The fence instruction behaves as follows: If the data cache is not busy, the fence immediately retires, the pipeline continues execution. If the cache is busy servicing outstanding memory requests (i.e., cache misses), the fence stalls the pipeline until the cache is no longer busy. In this manner, the fence instruction ensures that all memory operations before the fence have completed before any memory operations after the fence are issued.4

Warnings and Pitfalls

  • The stack space provided to each thread is only 24 KiB. As there is no virtual memory protection, there will be no warning if you overrun your stack. Try to allocate arrays and other large data structures statically.

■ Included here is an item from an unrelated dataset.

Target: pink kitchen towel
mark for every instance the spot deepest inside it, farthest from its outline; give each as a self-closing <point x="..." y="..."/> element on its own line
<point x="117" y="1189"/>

  • printf() can be used to debug your code. However, it is up to you to ensure that it is called by only one thread at a time; otherwise, the output may be imcomprehensibly interleaved. Also, the printf implementation in this lab (provided by a stripped-down version of newlib, an embedded C library) does not support formatting floating-point types. You will have to cast them to integer types first. However, you will note that the randomly generated test vectors are actually using whole numbers for convenience.

Acknowledgments

This lab was made possible through the hard work of Andrew Waterman and Henry Cook (among others) in developing the Rocket processor, memory system, cache coherence protocols, and multi-threading software environment. This lab was originally developed for CS152 at UC Berkeley by Christopher Celio.

  1. Also known as RV64GC, with G (“general-purpose”) being the canonical shorthand for “IMAFD” 

  2. http://people.redhat.com/drepper/tls.pdf 

  3. https://gcc.gnu.org/onlinedocs/gcc/_005f_005fsync-Builtins.html 

  4. Finer-grained fences can be performed by setting the predecessor and successor fields in the instruction, which define which types of accesses (memory reads, memory writes, device reads, device write) should be ordered.